I was reading this chapter from a new book (Risking the Truth: Handling Error in the Church). Carl Trueman makes some good points with regard to helping ministerial students who may be prone to go astray:



> I am increasingly convinced that pride is the root of problems among students. I was convicted recently by a minister friend quoting to me 1 Timothy 1:5-7 (esv):
> 
> "The aim of our charge is love that issues from
> a pure heart and a good conscience and a sincere faith. Certain persons, by swerving from these, have wandered away into vain discussion, desiring
> ...



Trueman later mentions that Presbyterianism is well suited to monitor ministerial students (I would add new pastors as well). I know as a seminary student, I was required to become a student of theology in my church's presbytery, and I met with a committee on occasion that followed my progress in seminary. I was also required to preach twice before presbytery. But better measures could have possibly been taken. A member of the committee, for example could have possibly been assigned to me and monitored my spiritual formation outside of the classroom. Of course, the natural assumption is that my pastor/Session is doing this (and they were). But the committee seemed somewhat detached from this, in my opinion.

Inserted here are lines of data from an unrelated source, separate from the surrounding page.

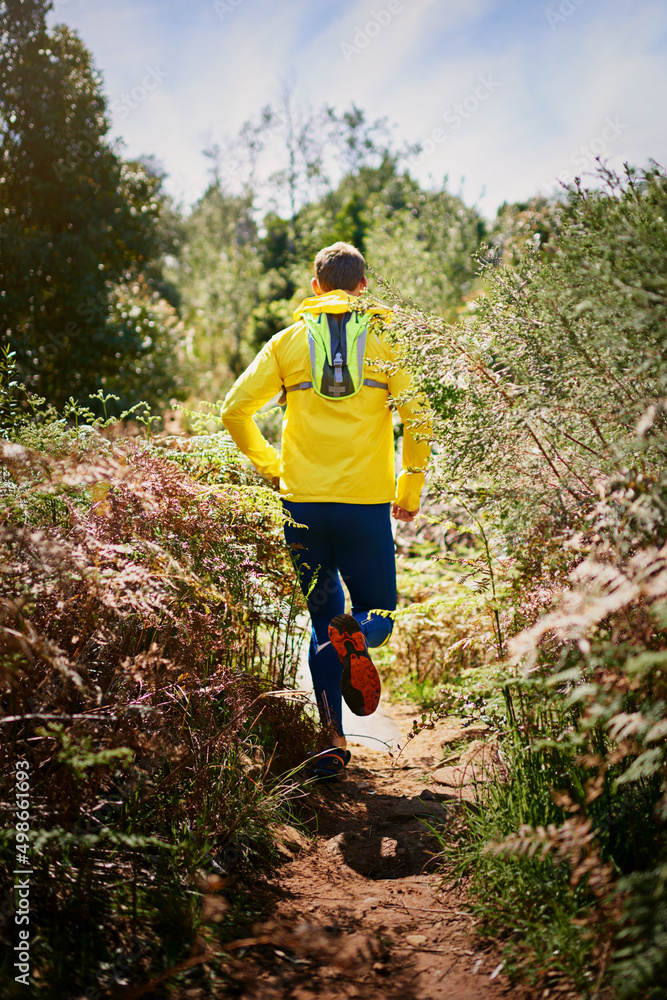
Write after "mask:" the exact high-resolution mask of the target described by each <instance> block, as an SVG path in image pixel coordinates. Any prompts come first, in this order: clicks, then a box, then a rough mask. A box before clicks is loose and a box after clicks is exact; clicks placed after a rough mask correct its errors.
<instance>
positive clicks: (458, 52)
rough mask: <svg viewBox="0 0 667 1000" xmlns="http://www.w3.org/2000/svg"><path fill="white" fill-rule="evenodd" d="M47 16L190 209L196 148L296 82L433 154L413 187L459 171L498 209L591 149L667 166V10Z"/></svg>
mask: <svg viewBox="0 0 667 1000" xmlns="http://www.w3.org/2000/svg"><path fill="white" fill-rule="evenodd" d="M51 20H52V21H56V22H59V21H64V22H65V23H67V24H69V25H70V26H71V27H73V28H74V29H76V30H77V31H78V33H79V34H80V35H81V36H82V38H83V39H84V41H85V42H86V44H87V45H88V46H89V48H90V49H91V50H92V52H93V54H94V57H95V60H96V63H97V65H98V68H99V69H100V70H101V72H102V74H103V77H104V82H105V90H106V93H107V96H108V97H109V99H110V101H111V103H112V107H113V108H114V109H115V110H114V114H113V116H112V117H113V132H114V134H115V135H120V136H122V137H123V139H124V140H125V142H126V147H125V155H126V156H139V155H150V154H152V155H154V156H156V157H157V159H158V160H159V161H160V162H161V163H162V164H163V166H164V168H165V169H166V170H167V172H168V174H169V181H168V187H169V189H170V190H171V192H172V193H173V194H174V195H175V196H176V198H177V199H178V200H179V201H181V202H182V203H183V204H184V205H188V204H190V203H191V202H192V201H193V200H194V199H196V198H197V197H198V196H199V195H201V194H202V192H203V191H204V189H205V187H206V183H207V178H208V173H207V171H208V167H209V164H208V161H207V160H206V158H205V157H204V156H203V154H202V150H203V149H204V148H205V147H206V146H208V145H210V144H211V143H212V142H218V143H220V144H221V145H222V146H223V147H225V145H226V144H227V143H228V142H229V141H230V140H231V139H232V138H233V136H234V135H235V133H236V132H237V130H238V129H239V127H240V126H241V125H242V123H243V122H244V121H245V120H246V119H248V118H249V117H252V116H255V115H256V114H257V112H258V111H259V110H260V108H261V107H262V106H263V105H264V104H266V103H268V102H271V101H275V100H276V99H277V98H278V97H279V95H280V92H281V88H282V86H283V84H284V82H285V81H288V82H291V83H292V85H293V88H294V97H295V100H296V101H297V102H301V103H303V104H308V103H309V104H311V105H312V106H313V107H317V106H320V105H322V104H325V103H326V104H331V105H334V106H335V107H336V108H337V110H338V111H339V112H341V111H343V110H344V109H345V108H347V107H349V106H350V105H351V103H352V102H354V103H356V104H357V105H359V106H361V107H362V108H364V109H365V111H366V112H367V114H368V116H369V117H370V118H378V117H382V116H385V115H386V116H387V117H388V119H389V122H390V123H391V124H392V125H394V126H395V137H396V139H397V141H398V142H399V143H402V142H403V141H408V142H411V143H414V142H420V143H422V145H423V146H424V153H423V154H422V155H421V156H420V157H418V158H416V159H415V160H414V161H413V162H412V163H411V165H410V168H411V171H412V172H413V173H414V174H415V175H416V176H417V177H418V178H419V179H420V181H422V182H423V183H432V184H439V183H440V182H441V181H442V179H443V177H444V176H445V175H448V177H449V187H450V189H451V190H454V191H457V192H458V191H462V193H463V195H464V197H465V199H466V201H467V202H468V203H477V204H478V205H479V206H480V208H481V209H482V210H483V211H484V212H485V214H487V215H493V214H494V213H495V210H496V208H497V206H498V205H499V204H500V203H502V202H503V201H504V200H508V201H515V200H522V199H525V198H528V197H530V196H531V195H534V194H537V193H545V192H546V191H548V190H555V189H556V185H557V178H558V177H559V176H561V177H563V179H566V180H567V179H569V178H571V177H573V176H574V175H575V174H581V173H584V172H586V171H587V170H588V169H590V167H591V166H592V161H593V157H594V155H595V154H596V153H600V155H602V156H603V158H605V159H607V160H608V161H609V162H610V163H611V164H612V165H613V166H616V167H618V166H621V165H622V163H623V162H624V161H625V160H628V161H630V162H631V163H633V164H636V165H639V166H643V165H645V164H646V163H647V162H648V159H649V158H650V157H652V158H654V159H656V160H658V161H659V162H661V163H662V164H663V165H665V164H666V163H667V129H666V128H665V121H666V120H667V114H666V112H667V97H666V95H667V4H665V2H664V0H551V2H542V0H378V2H377V3H373V2H368V3H367V2H365V0H363V2H360V0H335V2H334V0H319V2H318V0H285V2H283V3H276V2H271V0H189V2H188V0H58V2H57V3H56V5H55V11H54V14H53V15H52V18H51ZM124 94H125V95H127V98H129V100H128V99H127V98H126V97H123V95H124ZM133 95H134V96H133Z"/></svg>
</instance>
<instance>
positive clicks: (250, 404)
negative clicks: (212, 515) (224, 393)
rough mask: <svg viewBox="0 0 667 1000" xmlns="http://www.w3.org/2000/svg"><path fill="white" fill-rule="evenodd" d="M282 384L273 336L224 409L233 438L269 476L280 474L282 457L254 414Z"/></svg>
mask: <svg viewBox="0 0 667 1000" xmlns="http://www.w3.org/2000/svg"><path fill="white" fill-rule="evenodd" d="M282 386H283V382H282V377H281V374H280V370H279V368H278V362H277V360H276V356H275V353H274V345H273V339H272V340H270V341H269V342H268V344H265V345H264V347H263V348H262V350H261V351H260V352H259V354H258V355H257V357H256V358H255V360H254V361H253V363H252V364H251V365H250V366H249V367H248V368H246V370H245V371H244V373H243V375H241V376H240V378H238V379H237V380H236V382H235V383H234V385H233V386H232V388H231V389H230V390H229V392H228V393H227V395H226V397H225V400H224V402H223V404H222V410H221V417H222V422H223V424H224V426H225V428H226V429H227V430H228V431H229V434H230V435H231V438H232V440H233V441H234V442H235V444H236V445H237V446H238V448H239V450H240V451H242V452H243V454H244V455H246V456H247V457H248V458H249V459H250V461H251V462H252V464H253V465H254V466H255V468H256V469H257V471H258V472H260V473H261V474H262V475H263V476H267V477H268V478H269V479H273V478H274V477H275V476H280V456H279V455H278V452H277V451H276V449H275V448H273V447H272V446H271V445H270V444H269V442H268V441H267V440H266V438H265V437H264V436H263V434H262V432H261V431H260V429H259V427H258V426H257V424H256V423H255V421H254V419H253V417H254V415H255V414H256V413H257V411H258V410H260V409H261V408H262V406H264V405H265V404H266V403H268V402H269V400H270V399H273V397H274V396H277V395H278V393H279V392H281V390H282Z"/></svg>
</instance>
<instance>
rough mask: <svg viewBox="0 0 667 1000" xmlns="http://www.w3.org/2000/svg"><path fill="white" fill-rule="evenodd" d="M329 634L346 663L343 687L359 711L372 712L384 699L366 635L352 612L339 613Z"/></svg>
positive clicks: (333, 646)
mask: <svg viewBox="0 0 667 1000" xmlns="http://www.w3.org/2000/svg"><path fill="white" fill-rule="evenodd" d="M329 638H330V639H331V644H332V646H333V647H334V649H335V650H336V652H337V653H338V659H339V660H340V662H341V663H342V665H343V676H342V678H341V682H340V690H341V694H342V695H343V698H344V699H345V701H346V703H347V705H348V706H349V708H350V710H351V711H352V712H354V714H355V715H372V714H373V712H374V711H375V709H376V708H377V707H378V704H379V701H380V692H381V690H382V686H381V684H380V675H379V674H378V672H377V670H376V669H375V664H374V663H373V661H372V660H371V658H370V656H369V655H368V646H367V645H366V637H365V635H364V633H363V632H362V631H361V628H360V627H359V623H358V622H357V620H356V618H353V617H352V615H336V617H335V618H332V620H331V624H330V625H329Z"/></svg>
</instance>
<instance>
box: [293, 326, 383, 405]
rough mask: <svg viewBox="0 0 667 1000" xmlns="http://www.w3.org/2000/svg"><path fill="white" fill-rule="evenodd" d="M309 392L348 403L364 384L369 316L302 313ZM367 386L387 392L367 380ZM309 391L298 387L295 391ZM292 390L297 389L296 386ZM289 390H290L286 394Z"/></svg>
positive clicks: (307, 387) (355, 394)
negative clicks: (310, 374)
mask: <svg viewBox="0 0 667 1000" xmlns="http://www.w3.org/2000/svg"><path fill="white" fill-rule="evenodd" d="M303 318H304V320H305V323H306V330H307V332H308V349H309V351H310V367H311V372H312V377H313V381H312V388H313V389H314V390H315V392H316V393H317V394H318V396H322V397H323V398H324V399H349V398H350V397H351V396H356V394H357V393H358V392H359V391H360V390H361V388H362V387H363V385H364V384H365V382H364V357H365V354H366V339H367V336H368V326H369V322H370V316H369V315H368V313H358V312H347V313H320V314H319V315H318V316H314V315H313V314H312V313H305V314H304V317H303ZM366 384H369V385H371V384H372V385H373V386H375V387H377V388H387V387H386V386H385V385H384V384H383V383H381V382H374V380H373V379H367V380H366ZM306 387H307V388H310V386H309V385H307V383H304V382H302V383H300V384H299V386H298V388H306ZM294 388H297V386H295V387H294ZM291 389H292V387H291V386H290V387H289V388H288V392H289V391H290V390H291Z"/></svg>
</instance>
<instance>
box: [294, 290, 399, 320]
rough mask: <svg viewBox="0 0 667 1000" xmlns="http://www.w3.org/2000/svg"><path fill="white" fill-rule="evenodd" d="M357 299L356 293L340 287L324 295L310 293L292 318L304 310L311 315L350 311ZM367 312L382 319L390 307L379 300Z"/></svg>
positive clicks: (302, 311) (336, 312) (297, 319)
mask: <svg viewBox="0 0 667 1000" xmlns="http://www.w3.org/2000/svg"><path fill="white" fill-rule="evenodd" d="M358 301H359V300H358V298H357V296H356V295H350V293H349V292H346V291H345V290H344V289H341V288H337V289H336V290H335V291H333V292H327V293H326V295H311V296H310V298H308V299H304V300H303V302H302V303H301V305H300V306H299V308H298V309H297V310H296V311H295V313H294V319H297V320H298V319H301V317H302V316H303V314H304V313H306V312H308V313H311V314H312V315H313V316H319V314H320V313H323V312H330V313H344V312H351V311H352V310H353V309H354V308H355V303H357V302H358ZM368 312H370V313H372V314H373V315H374V316H382V317H383V319H389V317H390V316H391V309H389V308H388V307H387V306H383V305H382V303H381V302H377V304H376V305H375V304H374V305H373V306H371V308H370V309H369V310H368Z"/></svg>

My question: are there other presbyterian denominations and/or presbyteries who handle things differently. Perhaps something could be done to mentor new pastors who come in to a church/presbytery. I know this sometimes happens on an informal level (as it did with my first church -- there were three ARP newbies in one town with a pastor who had been in the ministry around 30 years, and he graciously took us under his wing). I am interested to learn if others have a better "system" in place.


----------



## rbcbob (Aug 24, 2009)




----------



## Backwoods Presbyterian (Aug 24, 2009)

Can I say  loud and fast enough?


----------



## Marrow Man (Aug 24, 2009)

I united with an ARP church when I moved away to seminary. But some young men (most I would suspect) _leave _their church to attend seminary elsewhere. They need to be mentored while away from their home church, In my humble opinion.


----------